First, the sheets are ironed with long, broad strokes, forming the base layer. The rest of the clothes are ironed on the sheets — the shirts, pants, skirts, all of the items that households run on.

I only really started to appreciate how well Russian women iron when I had a baby and drowned under mountains of sweatpants, t-shirts, tiny little hats and socks, and all the other detritus that having a newborn brings, day in and day out, without end.   When our much-loved Russian nanny still worked for us, I would come home to smoothly ironed baby onesies, baby socks folded neatly and precisely in half. Our nanny would be sitting on the couch, looking effortless,  like she hadn’t lifted a finger, let alone done the grueling  work of raising my child all day. 

When my husband and I lived with my mother-in-law for a brief time, I would come home, embarrassed, to find all of my work clothes stacked neatly, and my mother-in-law already moving through other rooms doing other tasks, like a ghost who had never been.

Where do they find the energy to iron, these strong, strong women in my life? These women who have held down jobs when their husbands didn’t work, whose parents had cancer, who have divorced husbands, buried children? These women who have come home from work, arms aching with grocery bags and unfinished tasks, and still had time to make my clothes smell clean, and like home?  

I am terrible at ironing. My technique  is not methodical or zen, but frenzied, exhausted, and angry. I iron in a worried, hurried way, in the ten minutes that the toddler is interested in playing near my bed, in the twenty minutes before I have to work, in the fifteen minutes while she’s going down for her nap. My ironed clothes are folded haphazardly, sometimes barely even touched by the iron at all. I iron in rage and exhaustion, wondering why I need to go over and over the same shirt, week in and week out, again and again, if we have feminism now.

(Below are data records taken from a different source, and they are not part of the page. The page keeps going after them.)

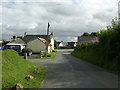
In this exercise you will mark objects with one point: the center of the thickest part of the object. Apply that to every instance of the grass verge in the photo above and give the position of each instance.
(15, 69)
(52, 55)
(96, 59)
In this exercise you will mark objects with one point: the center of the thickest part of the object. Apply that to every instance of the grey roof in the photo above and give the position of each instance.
(31, 37)
(86, 38)
(27, 39)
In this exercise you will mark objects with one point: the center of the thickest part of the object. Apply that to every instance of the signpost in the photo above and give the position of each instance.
(47, 42)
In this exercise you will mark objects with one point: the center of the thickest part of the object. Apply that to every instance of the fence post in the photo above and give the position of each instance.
(25, 56)
(41, 54)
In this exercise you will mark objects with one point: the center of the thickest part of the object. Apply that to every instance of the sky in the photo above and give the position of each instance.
(68, 18)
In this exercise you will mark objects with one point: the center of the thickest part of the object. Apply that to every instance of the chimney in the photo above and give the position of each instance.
(14, 38)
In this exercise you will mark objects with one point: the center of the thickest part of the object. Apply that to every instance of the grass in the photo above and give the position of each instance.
(15, 69)
(96, 59)
(52, 55)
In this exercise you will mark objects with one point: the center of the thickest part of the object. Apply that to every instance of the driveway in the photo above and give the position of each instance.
(66, 71)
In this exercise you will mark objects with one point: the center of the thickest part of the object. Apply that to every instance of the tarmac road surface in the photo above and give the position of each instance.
(66, 71)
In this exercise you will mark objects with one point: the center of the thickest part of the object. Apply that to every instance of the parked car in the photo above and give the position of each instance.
(28, 51)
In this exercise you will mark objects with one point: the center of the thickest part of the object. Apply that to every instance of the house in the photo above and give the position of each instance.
(62, 44)
(71, 44)
(82, 39)
(36, 42)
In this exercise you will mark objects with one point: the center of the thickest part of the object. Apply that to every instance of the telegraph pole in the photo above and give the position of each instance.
(47, 42)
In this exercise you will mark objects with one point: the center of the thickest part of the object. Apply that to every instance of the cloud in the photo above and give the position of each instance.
(68, 20)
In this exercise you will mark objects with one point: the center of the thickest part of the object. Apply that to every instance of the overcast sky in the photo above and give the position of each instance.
(68, 18)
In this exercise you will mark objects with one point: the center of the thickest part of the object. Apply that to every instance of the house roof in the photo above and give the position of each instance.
(71, 43)
(86, 38)
(27, 39)
(41, 36)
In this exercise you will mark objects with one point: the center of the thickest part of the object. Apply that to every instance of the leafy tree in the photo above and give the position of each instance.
(86, 34)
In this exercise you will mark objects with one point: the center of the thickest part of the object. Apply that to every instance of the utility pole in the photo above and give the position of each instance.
(47, 39)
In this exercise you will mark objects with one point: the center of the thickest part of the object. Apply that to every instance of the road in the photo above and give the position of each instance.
(66, 71)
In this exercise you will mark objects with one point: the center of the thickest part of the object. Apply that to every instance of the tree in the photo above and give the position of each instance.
(86, 34)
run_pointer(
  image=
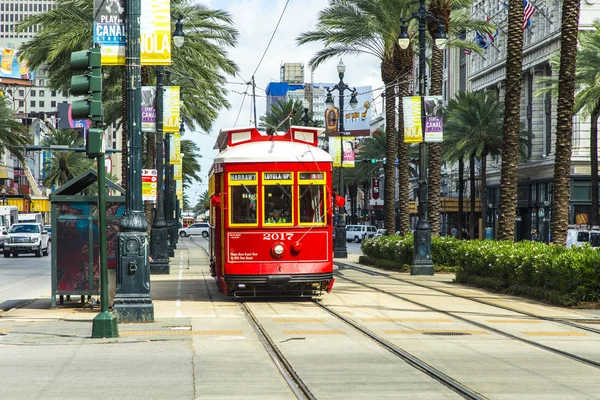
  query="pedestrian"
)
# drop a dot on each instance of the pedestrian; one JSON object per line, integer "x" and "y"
{"x": 466, "y": 234}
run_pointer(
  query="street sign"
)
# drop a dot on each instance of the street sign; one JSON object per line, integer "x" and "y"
{"x": 149, "y": 185}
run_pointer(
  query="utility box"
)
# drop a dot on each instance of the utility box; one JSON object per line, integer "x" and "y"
{"x": 74, "y": 236}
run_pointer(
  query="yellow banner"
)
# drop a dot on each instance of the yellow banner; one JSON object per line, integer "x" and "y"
{"x": 155, "y": 32}
{"x": 171, "y": 109}
{"x": 413, "y": 130}
{"x": 175, "y": 149}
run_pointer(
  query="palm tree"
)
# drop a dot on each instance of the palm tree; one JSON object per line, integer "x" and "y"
{"x": 564, "y": 121}
{"x": 11, "y": 130}
{"x": 64, "y": 166}
{"x": 456, "y": 16}
{"x": 190, "y": 164}
{"x": 366, "y": 27}
{"x": 201, "y": 65}
{"x": 512, "y": 111}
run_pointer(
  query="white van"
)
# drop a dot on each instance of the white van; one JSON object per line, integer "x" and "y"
{"x": 35, "y": 218}
{"x": 579, "y": 237}
{"x": 357, "y": 233}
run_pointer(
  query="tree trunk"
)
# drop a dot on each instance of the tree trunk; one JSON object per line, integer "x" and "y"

Ironing in America is seen as embarrassing, something we threw out with the first and second waves of feminism. Ironing for me is a defeat, an admission that, even though I supposedly “have it all,” I am still not above folding socks and onesies and dress shirts. I am still not above the domesticity I have fought so hard to leave behind.

But the ironing the Russian women in my life do is quiet, graceful, a sign of strength and resistance against a world that is messy and cruel. And sometimes, as I iron, like an American,  I wonder if I can ever be one of them.

One comment

  1. hi–love this post! (i read after a different Post here on Chernobyl bwas just posted on Hacker News). A brief story closely related to your Post: My wife is Russian (i am not). Within a week or two after we were married and my wife had come to my flat to be with me, i went to my closet to get my clothes for the day and became very confused. It looked as if my wife had thrown out all of my clothes and purchased identical copies from the shop. That was the only explanation i could think of for why all of my t-shirts were ironed and folded so precisely and beautifully, i was very careful to just take one and not to disturb the rest of the neat stack. dress shirts were all on hangers, again ironed so perfectly i thought i might not be able to bend my arms once i put the shirt on. The entire time i was getting dressed, i was very disoriented–wondering “am in supposed to pay her for these new clothes; perhaps not, there are no price tags on them?” and “if they are in fact my original cloths, how did she get this this way?” and “what is that strange ‘hissing’ sound coming from our living room?”